Living here in Ramallah, one might imagine that this land is at peace. But one only has to read the right news sources to realise that there are so many human rights abuses going on daily that the situation cannot be described as “peaceful” by any stretch of the imagination. People have their land confiscated, their houses demolished, their olive groves vandalised. They face lengthy delays and harassment at checkpoints, if they have to go to work in Jerusalem or elsewhere in Israel. Many people are not allowed to leave the West Bank or Gaza at all. This quite often results in families being separated. Hundreds of young men are languishing in administrative detention, i.e. detention without trial, in Israeli jails. Now and then a demonstrator is killed by a “rubber” bullet or dies from injuries sustained three or four years ago.
Three news items have struck me especially today.
Most shocking, perhaps, is the news that the municipal authority of Jerusalem, which rules over occupied East Jerusalem as if it were part of Israel, has posted demolition warrants on 200 apartment blocks in two Palestinian neighbourhoods. The owners of the buildings have 30 days in which to register their objections. If the apartment blocks are eventually demolished, more than 15,000 Palestinians will be made homeless.
Meanwhile, the construction of houses continues apace in Israeli West Bank settlements, which are illegal under international law. One wonders whether the Israeli government is intentionally trying to sabotage the current peace talks with the Palestinians.
The Israeli prime minister, Benjamin Netanyahu, is not going out of his way to make a two-state solution viable. On Sunday he announced that once “security fences” have been constructed along the borders with Egypt and Syria, a “security fence” will be built along the border between Jordan and the West Bank. He is reviving plans that were scrapped ten years ago because of international pressure. He claims that Israeli settlements in the Jordan Valley need to be protected from Syrian refugees across the border in Jordan. Israel clearly intends to maintain control of the border between the West Bank and Jordan, so that any Palestinian state would not have control of its own borders.
At present the Palestinian Authority (PA) really only has control over Area A, five separate “cantons” in the West Bank, which Palestinians describe as “Bantustans”. The PA is responsible for the administration of Area B, villages and agricultural land around the major towns, but Israel has control of security. From time to time the Israeli Defence Force (IDF) carries out military training exercises in Area B. This may involve “simulating” the taking over of a village. Amidst gunfire and shelling the village is overrun by soldiers, who have no regard for the local inhabitants. It has even been known for soldiers to burst in and take over a house, causing great distress to the people living there. Several villages south of Nablus have been warned that such exercises will take place on Monday, Tuesday, and Wednesday of next week.

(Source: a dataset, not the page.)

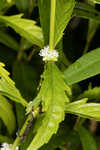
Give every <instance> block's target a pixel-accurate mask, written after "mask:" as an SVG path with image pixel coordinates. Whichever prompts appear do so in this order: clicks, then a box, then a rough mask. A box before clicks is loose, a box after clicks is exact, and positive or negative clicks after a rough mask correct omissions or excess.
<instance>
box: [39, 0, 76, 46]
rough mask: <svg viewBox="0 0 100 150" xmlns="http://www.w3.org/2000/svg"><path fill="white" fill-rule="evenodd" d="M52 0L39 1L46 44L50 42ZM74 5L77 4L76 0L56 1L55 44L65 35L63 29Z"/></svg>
mask: <svg viewBox="0 0 100 150" xmlns="http://www.w3.org/2000/svg"><path fill="white" fill-rule="evenodd" d="M50 2H51V0H39V1H38V3H39V11H40V21H41V25H42V29H43V33H44V39H45V44H48V41H49V32H50V31H49V28H50ZM74 5H75V1H74V0H57V2H56V18H55V37H54V45H55V46H56V45H57V43H58V42H59V41H60V39H61V37H62V36H63V31H64V29H65V28H66V25H67V24H68V22H69V20H70V18H71V14H72V12H73V8H74ZM45 10H46V12H45ZM51 11H52V10H51Z"/></svg>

Jean Zaru, presiding clerk of the Quaker Meeting in Ramallah, writes in her book, “Occupied with Nonviolence”: “The Oslo Accords presented the world with misleading images of peace and we were left with a difficult and hard reality on the ground. The international media referred to the Accords as historic because they brought peace and reconciliation. I often quote the words of the prophet Ezekiel who speaks of false prophets, ‘Because they misled my people, saying, “Peace”, when there is no peace’ (Ezekiel 13:10).”